One project I worked on during my last quarter at Stanford was an unambiguous caption generator. This was a final project for CS224n: Natural Language Processing with Deep Learning. The task we chose was to generate a caption that describes a target image, but not a distractor image.
As an example, let's say we were given an image of a small, brown dog running through a field as the target and an image of a small, brown dog sitting on a couch as the distractor. An ambiguous caption would read "a small, brown dog," as that could describe either image. Our goal was to generate an unambiguous caption, such as "a dog running through a field," which describes only the target image.
The diagram above shows our model and you can read more about Google's work on this. This project was particularly rewarding since it combined several areas of interest for me: image processing, language processing, deep learning, and working with very large datasets. Though we didn't have time to run every experiment we wanted to, this was easily one of the most engaging and challenging projects I've been a part of.

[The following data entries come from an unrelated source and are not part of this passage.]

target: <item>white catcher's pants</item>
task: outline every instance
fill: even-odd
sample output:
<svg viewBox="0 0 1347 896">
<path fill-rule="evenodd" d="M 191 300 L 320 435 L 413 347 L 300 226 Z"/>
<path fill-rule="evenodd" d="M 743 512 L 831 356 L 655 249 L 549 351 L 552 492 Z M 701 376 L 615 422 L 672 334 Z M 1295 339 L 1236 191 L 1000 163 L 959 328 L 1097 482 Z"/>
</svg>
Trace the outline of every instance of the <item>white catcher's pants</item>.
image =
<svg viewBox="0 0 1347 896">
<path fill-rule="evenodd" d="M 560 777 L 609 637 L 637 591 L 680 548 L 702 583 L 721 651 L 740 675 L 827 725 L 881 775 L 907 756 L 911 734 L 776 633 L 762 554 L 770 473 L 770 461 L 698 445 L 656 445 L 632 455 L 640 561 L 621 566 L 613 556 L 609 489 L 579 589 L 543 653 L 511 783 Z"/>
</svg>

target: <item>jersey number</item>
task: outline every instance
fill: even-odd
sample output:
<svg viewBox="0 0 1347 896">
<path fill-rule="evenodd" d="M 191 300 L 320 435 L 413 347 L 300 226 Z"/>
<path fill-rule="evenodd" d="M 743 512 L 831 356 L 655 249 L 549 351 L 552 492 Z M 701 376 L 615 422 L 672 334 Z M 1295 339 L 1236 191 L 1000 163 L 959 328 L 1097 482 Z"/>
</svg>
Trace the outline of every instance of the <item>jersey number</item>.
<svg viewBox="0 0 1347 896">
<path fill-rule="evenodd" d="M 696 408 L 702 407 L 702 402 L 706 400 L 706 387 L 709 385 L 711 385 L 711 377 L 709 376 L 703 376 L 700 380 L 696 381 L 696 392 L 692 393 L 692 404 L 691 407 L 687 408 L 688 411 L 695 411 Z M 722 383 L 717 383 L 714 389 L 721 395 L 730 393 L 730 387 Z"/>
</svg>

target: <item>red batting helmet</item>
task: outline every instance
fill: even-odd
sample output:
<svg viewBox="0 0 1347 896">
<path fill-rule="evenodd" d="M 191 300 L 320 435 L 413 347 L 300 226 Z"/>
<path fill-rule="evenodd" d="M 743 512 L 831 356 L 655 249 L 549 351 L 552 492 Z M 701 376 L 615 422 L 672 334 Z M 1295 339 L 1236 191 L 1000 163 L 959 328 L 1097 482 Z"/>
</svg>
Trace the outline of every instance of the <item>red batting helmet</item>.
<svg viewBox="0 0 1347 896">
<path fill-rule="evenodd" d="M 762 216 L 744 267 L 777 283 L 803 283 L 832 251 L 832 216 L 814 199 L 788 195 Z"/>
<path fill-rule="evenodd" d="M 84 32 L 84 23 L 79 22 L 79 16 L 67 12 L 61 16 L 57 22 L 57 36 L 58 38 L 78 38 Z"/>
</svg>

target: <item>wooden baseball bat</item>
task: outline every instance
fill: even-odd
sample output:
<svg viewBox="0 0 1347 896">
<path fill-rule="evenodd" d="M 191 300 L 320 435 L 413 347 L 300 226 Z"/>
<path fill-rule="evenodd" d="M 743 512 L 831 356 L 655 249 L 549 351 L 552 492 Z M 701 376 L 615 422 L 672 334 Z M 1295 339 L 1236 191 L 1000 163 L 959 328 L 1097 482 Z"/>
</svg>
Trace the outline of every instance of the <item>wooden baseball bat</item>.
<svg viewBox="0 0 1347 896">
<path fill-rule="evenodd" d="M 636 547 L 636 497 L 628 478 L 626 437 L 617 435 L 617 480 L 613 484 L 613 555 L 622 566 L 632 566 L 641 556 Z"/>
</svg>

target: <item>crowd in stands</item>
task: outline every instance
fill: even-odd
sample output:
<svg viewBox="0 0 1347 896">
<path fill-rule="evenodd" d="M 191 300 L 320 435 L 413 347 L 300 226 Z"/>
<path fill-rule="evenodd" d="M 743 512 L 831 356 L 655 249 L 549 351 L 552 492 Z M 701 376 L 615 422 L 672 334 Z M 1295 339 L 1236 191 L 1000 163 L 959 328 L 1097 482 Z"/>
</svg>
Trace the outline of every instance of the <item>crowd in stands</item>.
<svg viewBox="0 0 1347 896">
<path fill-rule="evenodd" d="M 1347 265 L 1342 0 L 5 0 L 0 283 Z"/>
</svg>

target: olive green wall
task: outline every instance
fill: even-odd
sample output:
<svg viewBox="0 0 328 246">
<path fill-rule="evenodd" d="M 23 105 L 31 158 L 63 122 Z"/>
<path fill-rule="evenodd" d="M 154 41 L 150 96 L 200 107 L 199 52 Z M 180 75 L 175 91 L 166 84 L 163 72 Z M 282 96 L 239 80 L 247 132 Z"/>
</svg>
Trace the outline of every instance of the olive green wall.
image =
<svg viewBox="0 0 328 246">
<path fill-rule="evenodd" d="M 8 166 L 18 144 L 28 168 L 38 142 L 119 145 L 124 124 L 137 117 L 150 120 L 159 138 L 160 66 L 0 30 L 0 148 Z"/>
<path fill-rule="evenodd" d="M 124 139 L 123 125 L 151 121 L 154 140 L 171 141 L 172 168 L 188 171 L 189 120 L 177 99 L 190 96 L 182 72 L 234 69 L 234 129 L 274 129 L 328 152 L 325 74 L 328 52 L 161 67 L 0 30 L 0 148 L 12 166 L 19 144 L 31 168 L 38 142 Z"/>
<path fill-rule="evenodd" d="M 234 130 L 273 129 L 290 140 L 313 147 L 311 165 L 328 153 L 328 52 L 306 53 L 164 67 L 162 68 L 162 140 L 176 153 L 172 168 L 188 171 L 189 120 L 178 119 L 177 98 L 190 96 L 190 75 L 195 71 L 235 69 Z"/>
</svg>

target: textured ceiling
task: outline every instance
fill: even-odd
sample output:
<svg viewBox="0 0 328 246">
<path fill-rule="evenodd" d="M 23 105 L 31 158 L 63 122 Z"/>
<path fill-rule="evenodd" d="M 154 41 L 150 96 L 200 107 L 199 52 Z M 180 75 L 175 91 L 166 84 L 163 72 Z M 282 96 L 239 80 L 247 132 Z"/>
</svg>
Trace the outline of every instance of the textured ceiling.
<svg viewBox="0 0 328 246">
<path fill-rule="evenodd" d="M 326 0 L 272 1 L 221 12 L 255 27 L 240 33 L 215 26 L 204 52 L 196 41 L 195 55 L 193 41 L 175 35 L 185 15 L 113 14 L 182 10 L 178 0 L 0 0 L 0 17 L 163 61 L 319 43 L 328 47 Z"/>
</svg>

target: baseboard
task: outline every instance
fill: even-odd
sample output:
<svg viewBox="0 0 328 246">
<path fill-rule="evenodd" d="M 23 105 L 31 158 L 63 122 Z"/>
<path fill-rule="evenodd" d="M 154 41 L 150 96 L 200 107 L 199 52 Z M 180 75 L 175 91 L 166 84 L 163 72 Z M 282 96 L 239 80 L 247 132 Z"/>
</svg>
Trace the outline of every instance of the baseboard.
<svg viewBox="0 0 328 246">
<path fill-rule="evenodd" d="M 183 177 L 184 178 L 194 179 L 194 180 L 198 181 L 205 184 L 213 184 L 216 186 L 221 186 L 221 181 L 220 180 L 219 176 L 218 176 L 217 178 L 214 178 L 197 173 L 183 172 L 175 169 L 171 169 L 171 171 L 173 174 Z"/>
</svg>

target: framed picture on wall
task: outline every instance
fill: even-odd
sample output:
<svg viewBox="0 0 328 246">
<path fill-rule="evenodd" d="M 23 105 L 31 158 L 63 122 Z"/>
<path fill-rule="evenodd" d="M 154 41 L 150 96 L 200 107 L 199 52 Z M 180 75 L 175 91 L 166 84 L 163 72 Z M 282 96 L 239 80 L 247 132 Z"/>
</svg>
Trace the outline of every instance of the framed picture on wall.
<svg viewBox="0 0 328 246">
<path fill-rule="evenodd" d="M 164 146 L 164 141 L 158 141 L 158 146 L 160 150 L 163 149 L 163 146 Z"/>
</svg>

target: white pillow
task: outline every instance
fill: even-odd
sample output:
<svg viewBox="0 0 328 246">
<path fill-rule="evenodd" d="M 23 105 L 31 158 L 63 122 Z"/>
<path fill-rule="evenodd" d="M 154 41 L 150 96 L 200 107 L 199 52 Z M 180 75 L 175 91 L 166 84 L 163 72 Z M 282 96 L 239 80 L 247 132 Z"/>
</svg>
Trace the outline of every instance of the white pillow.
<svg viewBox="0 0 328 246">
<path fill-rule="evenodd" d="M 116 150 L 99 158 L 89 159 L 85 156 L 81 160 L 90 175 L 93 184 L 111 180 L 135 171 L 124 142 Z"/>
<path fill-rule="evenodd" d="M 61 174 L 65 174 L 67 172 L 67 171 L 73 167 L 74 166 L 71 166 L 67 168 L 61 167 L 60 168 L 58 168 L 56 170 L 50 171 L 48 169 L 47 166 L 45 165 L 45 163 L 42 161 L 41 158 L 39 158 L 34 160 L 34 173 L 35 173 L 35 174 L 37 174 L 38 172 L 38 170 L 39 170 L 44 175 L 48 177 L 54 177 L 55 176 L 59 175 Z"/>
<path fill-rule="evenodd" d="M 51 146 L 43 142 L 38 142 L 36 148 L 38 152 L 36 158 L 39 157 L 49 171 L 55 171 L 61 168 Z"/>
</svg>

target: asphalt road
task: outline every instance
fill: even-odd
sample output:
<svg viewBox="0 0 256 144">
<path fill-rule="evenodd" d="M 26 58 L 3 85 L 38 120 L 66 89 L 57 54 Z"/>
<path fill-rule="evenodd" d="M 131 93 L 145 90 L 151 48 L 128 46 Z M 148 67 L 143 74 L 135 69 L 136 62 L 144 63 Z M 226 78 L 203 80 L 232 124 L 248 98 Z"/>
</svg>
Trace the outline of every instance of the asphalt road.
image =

Below is the presentation poster from my final project in EE367: Computational Imaging and Display. Many projects I worked on had machine learning aspects, but this one was purely image processing. Our task was to simulate fog or smoke in an image, which we did by calculating a depth map from the disparity between two shifted versions of the same scene. This type of scene rendering is essential for reliable simulations, autonomous vehicles, and virtual/augmented reality. This project was particularly fun because it was so flexible — once the depth map was calculated we were able to experiment with other techniques, such as image refocus and bokeh effect.
I designed and wrote this website from scratch, to practice using HTML and CSS and to try my hand at something a bit more creative!